Jeden z rolniczych przywódców, Marian Zagórny będzie musiał pójść do więzienia. Sąd nie odroczył mu kary 15 miesięcy za zniszczenie zboża podczas rolniczych protestów.

Marian Zagórny, jako szef Ogólnopolskiego Komitetu Protestacyjnego NSZZ "Solidarność" Rolników Indywidualnych odpowiadał za wysypanie na torowisko w lipcu 1998 roku 12 wagonów importowanej pszenicy. Do zdarzenia doszło w Zebrzydowicach na Śląsku.

Sąd uznał, że było to zniszczenie mienia o wartości ponad 200 tysięcy złotych. Dlatego skazał Zagórnego na 15 miesięcy więzienia. Dwa tygodnie temu jego obrońca złożył wniosek o odroczenie kary.

"Każdy, kto popełnił przestepstwo, musi liczyć się z karą, a w konsekwencji z pozbawieniem wolności" - brzmiało orzeczenie sądu. Adwokat chciał odroczenia kary, motywując, że Zagórny prowadzi gospodarstwo rolne i gdyby poszedł do wiezienia, sytuacja jego rodziny znacznie by się pogorszyła. Sąd jednak nie przyjął tej argumentacji.

Marian Zagórny na wczorajszym posiedzeniu sądu nie pojawił się. Jak zapowiedział, nie zamierza pojawić się też w areszcie i - tak jak do tej pory - będzie się ukrywał przed policją.

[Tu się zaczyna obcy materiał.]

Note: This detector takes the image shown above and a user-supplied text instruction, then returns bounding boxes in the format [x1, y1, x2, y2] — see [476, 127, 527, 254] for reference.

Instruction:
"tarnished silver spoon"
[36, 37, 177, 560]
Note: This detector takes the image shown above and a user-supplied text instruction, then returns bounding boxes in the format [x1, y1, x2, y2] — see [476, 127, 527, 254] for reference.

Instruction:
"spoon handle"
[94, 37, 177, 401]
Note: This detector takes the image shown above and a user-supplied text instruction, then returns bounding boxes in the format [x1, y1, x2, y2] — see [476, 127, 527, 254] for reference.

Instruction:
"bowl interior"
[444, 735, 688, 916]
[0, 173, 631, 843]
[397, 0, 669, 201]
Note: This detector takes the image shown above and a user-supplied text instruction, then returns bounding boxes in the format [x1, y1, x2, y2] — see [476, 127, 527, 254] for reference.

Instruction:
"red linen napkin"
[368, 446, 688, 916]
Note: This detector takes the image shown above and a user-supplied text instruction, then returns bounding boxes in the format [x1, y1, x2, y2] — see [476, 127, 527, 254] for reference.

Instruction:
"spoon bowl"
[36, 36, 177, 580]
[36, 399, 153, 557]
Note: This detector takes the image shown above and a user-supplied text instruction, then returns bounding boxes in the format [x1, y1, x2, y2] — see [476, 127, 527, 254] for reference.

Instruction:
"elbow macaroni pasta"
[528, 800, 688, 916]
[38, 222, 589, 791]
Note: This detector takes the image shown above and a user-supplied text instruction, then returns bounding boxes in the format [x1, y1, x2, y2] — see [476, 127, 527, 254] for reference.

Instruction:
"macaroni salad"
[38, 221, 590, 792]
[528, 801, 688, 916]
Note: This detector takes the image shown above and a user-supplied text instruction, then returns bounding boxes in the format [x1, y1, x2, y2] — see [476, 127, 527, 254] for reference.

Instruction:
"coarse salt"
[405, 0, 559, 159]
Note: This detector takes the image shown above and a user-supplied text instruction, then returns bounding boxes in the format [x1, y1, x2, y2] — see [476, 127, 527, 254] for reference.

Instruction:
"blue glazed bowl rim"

"Będę dalej funkcjonował jak do tej pory. Trochę ciężko ukrywać się przed policją, ale ponad 20 tysięcy skazańców w Polsce nie zgłosiło się do więzienia, ja będę kolejnym."

Przed budynkiem sądu zebrało się też wielu zwolenników Zagórnego, którzy okazali wielkie niezadowolenie z utrzymanego w mocy wyroku więzienia dla ich przywódcy. Rolnicy twierdzą, że wyrok ten jest niesprawiedliwy. Ich zdaniem Zagórny powinien wrócić do domu, do rodziny i pracować przy żniwach.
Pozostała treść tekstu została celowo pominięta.